Khozema Al-Aaed in focus.
Working for years in a war-torn environment, the artist witnessed how cities fracture, rebuild, and retain the emotional weight of those who inhabit them. But rather than depicting destruction directly, Al-Aaed engages with its quieter aftermath, as in memory embedded in streets, absence etched into pathways, and histories that linger beneath the surface.

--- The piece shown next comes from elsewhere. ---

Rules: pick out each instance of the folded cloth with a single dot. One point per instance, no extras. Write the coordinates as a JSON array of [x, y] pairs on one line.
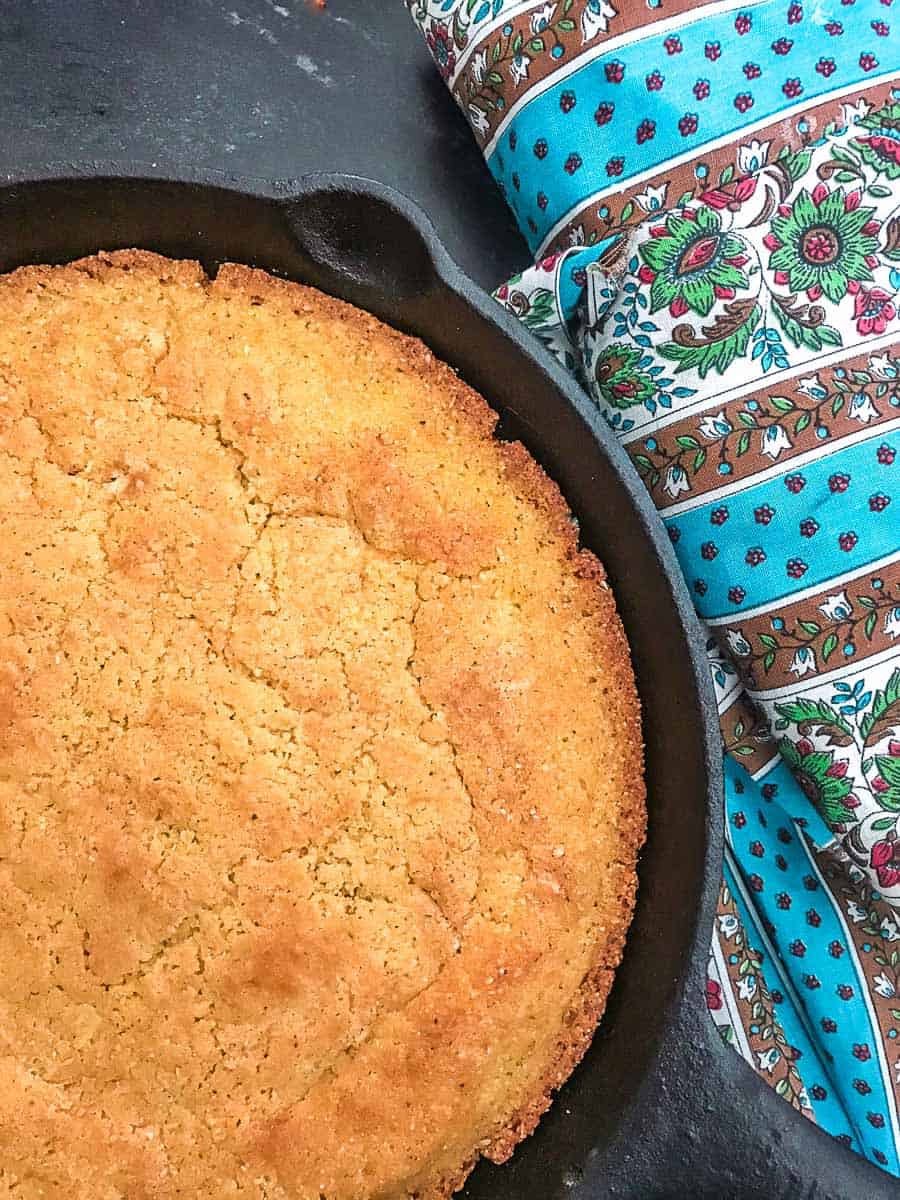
[[712, 193]]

The materials used such as iron, stone, clay, wood, and pigment, embody landscapes shaped by both tenderness and erosion, permanence and fragility, she notes. “In an increasingly mobile world, Al-Aaed speaks to lives shaped by movement between places, cultures, and identities, where home is no longer singular, but carried through memory and experience. “Al-Aaed affirms that we are all walking stories, shaped by the lands we traverse, and connected by the stories we carry with us.” And thus we are not strangers.